Artistes
« Je suis un sauvage / le moral nécessaire  » – 7 »
Album disponible : 15 avril 2019
Souffle Continu Records

Signés Steve Lacy, Areski, Maurice Lemaître, Philippe Maté, Jean-Charles Capon,Michel Roques ou Cohelmec Ensemble, certains disques produits par Saravah figurent parmi les opus majeurs des années 1960-1970, tel Comme à la radio réalisé par Brigitte Fontaine en compagnie de l’Art Ensemble of Chicago à Paris en 1969. Dommage cependant que l’on sache moins qu’il en est de même d’un 45 tours sorti par ce même label au même moment, où l’Art Ensemble of Chicago accompagne cette fois le verbe du méconnu Alfred Panou.

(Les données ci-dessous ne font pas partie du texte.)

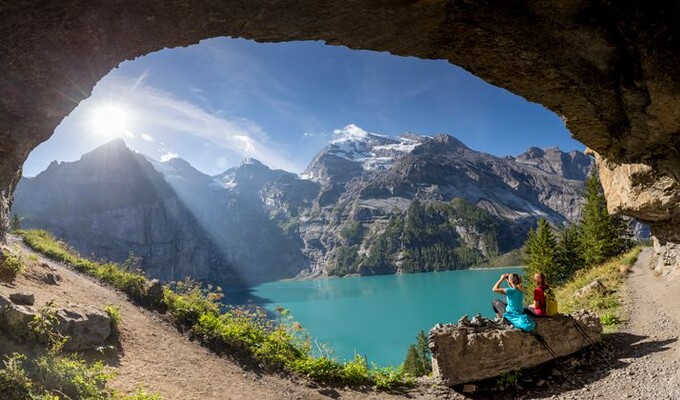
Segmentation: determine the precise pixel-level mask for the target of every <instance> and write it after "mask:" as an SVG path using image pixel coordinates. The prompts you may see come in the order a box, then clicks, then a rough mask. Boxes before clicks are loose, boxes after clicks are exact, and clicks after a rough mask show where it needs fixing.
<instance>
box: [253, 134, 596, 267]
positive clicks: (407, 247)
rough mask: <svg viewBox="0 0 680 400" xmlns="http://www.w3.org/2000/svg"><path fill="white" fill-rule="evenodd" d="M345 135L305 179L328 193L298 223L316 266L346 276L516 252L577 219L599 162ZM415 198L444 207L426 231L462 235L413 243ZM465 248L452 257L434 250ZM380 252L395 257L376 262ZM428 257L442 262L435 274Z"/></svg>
mask: <svg viewBox="0 0 680 400" xmlns="http://www.w3.org/2000/svg"><path fill="white" fill-rule="evenodd" d="M336 135H337V138H336V139H335V140H333V141H332V142H331V143H330V144H329V145H328V146H327V147H326V148H324V149H323V150H321V151H320V152H319V153H318V154H317V156H316V157H315V158H314V160H313V161H312V162H311V164H310V165H309V167H308V168H307V170H306V171H305V173H304V174H303V177H304V178H306V179H308V180H310V181H312V182H316V183H317V184H318V185H319V188H320V189H319V193H318V195H317V196H316V198H314V200H313V203H312V204H313V206H312V207H311V208H309V209H307V210H306V211H304V212H302V213H301V214H300V216H299V217H298V218H296V219H295V222H296V228H297V229H298V230H299V233H300V237H301V238H302V240H303V242H304V252H305V254H307V255H308V256H309V258H310V260H311V262H312V267H313V268H315V269H317V270H319V271H326V272H329V271H331V272H332V273H339V274H343V273H375V272H376V271H378V270H379V271H382V273H385V272H387V273H390V272H395V271H402V272H408V271H412V268H413V266H411V267H409V266H408V265H409V259H411V261H413V262H414V263H415V262H416V261H417V263H418V264H421V267H420V268H423V269H424V270H432V269H438V268H439V267H438V266H437V265H438V264H439V263H444V264H448V265H449V267H448V268H460V267H465V266H469V265H472V264H475V263H476V262H480V261H482V260H484V259H487V258H488V257H491V256H493V255H497V254H498V253H502V252H505V251H509V250H511V249H513V248H517V247H519V246H520V245H521V244H522V241H523V239H524V237H525V235H526V233H527V231H528V230H529V229H530V228H531V227H533V226H534V224H535V221H536V220H537V219H538V218H540V217H544V218H547V219H549V220H551V221H552V222H553V223H555V224H557V225H561V224H566V223H568V222H575V221H576V220H578V218H579V217H580V206H581V190H582V187H583V179H584V178H585V174H586V173H587V172H588V171H589V170H590V169H591V168H592V165H593V163H592V160H591V159H590V158H589V157H587V156H585V155H583V154H582V153H578V152H573V153H569V154H567V153H563V152H561V151H559V150H557V149H549V150H547V151H545V152H543V151H542V150H539V149H534V152H533V154H532V155H530V156H528V155H522V156H519V157H517V158H512V157H509V158H499V157H494V156H491V155H489V154H485V153H481V152H477V151H474V150H471V149H469V148H468V147H467V146H465V145H464V144H463V143H461V142H460V141H459V140H457V139H456V138H454V137H452V136H448V135H438V136H436V137H424V136H418V135H413V134H409V135H405V136H402V137H400V138H397V139H395V138H388V137H384V136H380V135H376V134H372V133H369V132H366V131H364V130H362V129H360V128H359V127H356V126H354V125H350V126H347V127H345V128H344V129H342V130H337V131H336ZM539 151H540V152H541V153H540V154H539ZM527 154H529V153H527ZM546 154H547V155H548V156H546ZM518 160H521V161H518ZM579 178H580V179H579ZM263 195H264V196H265V197H266V196H268V192H267V191H265V192H263ZM413 200H419V201H421V202H423V203H425V204H431V205H434V207H435V208H437V210H434V209H424V210H423V213H424V215H425V216H424V217H423V220H422V223H423V224H433V223H435V222H434V221H438V222H436V223H437V224H440V226H445V225H446V226H447V228H446V229H448V231H451V232H455V233H453V234H448V233H445V232H444V231H442V232H440V233H438V234H434V235H431V236H430V237H429V239H428V240H421V241H420V242H419V243H418V244H416V243H414V242H413V241H412V242H410V243H409V242H408V240H405V239H404V238H405V237H406V236H408V232H410V230H411V228H410V227H409V226H410V225H409V224H411V225H413V224H417V222H416V221H413V220H411V221H410V222H409V215H410V214H412V212H413V211H414V210H412V209H411V207H412V201H413ZM451 201H455V202H454V203H451ZM272 204H273V202H272ZM469 206H472V208H473V209H475V211H474V212H473V211H470V210H471V209H470V208H469ZM281 211H282V212H283V211H285V210H284V209H281ZM473 214H474V215H473ZM481 214H483V216H482V215H481ZM482 220H483V221H484V223H482V222H481V221H482ZM414 229H415V228H414ZM386 231H390V232H391V233H390V235H392V237H386V236H385V235H386V234H385V232H386ZM414 232H415V231H414ZM420 235H421V236H422V235H424V234H423V233H420ZM348 236H351V237H348ZM383 242H385V243H388V242H389V243H391V244H389V245H385V246H386V247H385V246H383V244H382V243H383ZM425 242H427V243H425ZM383 247H385V249H383ZM456 247H458V248H459V252H458V253H456V254H448V255H443V254H441V253H442V251H444V250H436V249H435V248H437V249H443V248H448V249H452V248H456ZM414 248H418V249H420V250H418V251H419V254H418V255H417V256H414V255H413V249H414ZM348 249H349V250H348ZM409 249H410V250H409ZM379 251H385V252H387V254H388V255H391V256H388V257H387V260H382V261H381V260H377V261H376V260H372V261H371V258H372V256H371V254H374V253H375V252H379ZM409 251H410V253H409ZM435 253H436V254H437V256H435V255H433V254H435ZM414 257H415V258H414ZM435 259H437V260H439V261H434V260H435ZM426 260H432V261H433V263H434V264H433V265H431V266H430V267H426V266H424V265H423V264H425V265H427V264H428V262H426ZM376 262H378V264H379V265H378V268H377V267H376V265H375V263H376ZM388 265H391V267H389V266H388ZM367 266H370V268H369V267H367ZM423 269H420V270H423Z"/></svg>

Aperçu en 1967 dans le film Week-end de Jean-Luc Godard où il interprète un éboueur noir, le Bénino-togolais Alfred Panou menait déjà une carrière d’acteur de théâtre engagé quand, stimulé par le producteur Pierre Barouh, il incarne sur disque deux de ses textes se référant au Black Power. Au moment d’enregistrer, l’explosif premier album des Last Poets n’a pas encore vu le jour, tout comme celui de leur équivalent west coast Watts Prophets qui ne sort qu’en 1971. C’est dire qu’en 1969, même si quatre ans auparavant Black Dada Nihilismus d’Amiri Baraka constituait déjà l’incontestable matrice de tout ceci, la prose-combat d’Alfred Panou s’avère saisissante. D’autant qu’à sa manière, parmi les premières, elle questionne l’identité noire. Et qu’afin de l’interroger (quelle idée de génie), la jungle poly-instrumentale et bruissante fantasmée par l’Art Ensemble of Chicago a été choisie comme contrepoint musical !
Probablement peu connu parce que porté par des textes dits en français, Je suis un sauvage / Le Moral nécessaire mérite plus que l’assentiment récent des seuls amateurs de grooves rares. Car aujourd’hui encore, ce disque à ne pas négliger demeure un brûlot séminal subtilement militant et par endroits non dénué d’humour. Bien que bref (à peine plus de dix minutes en tout), il représente un grand moment de Great Black Music au même titre que Seize The Time d’Elaine Brown, Nation Time de Joe McPhee, There’s A Riot Goin’ On de Sly & The Family Stone ou Attica Blues d’Archie Shepp. Pas moins.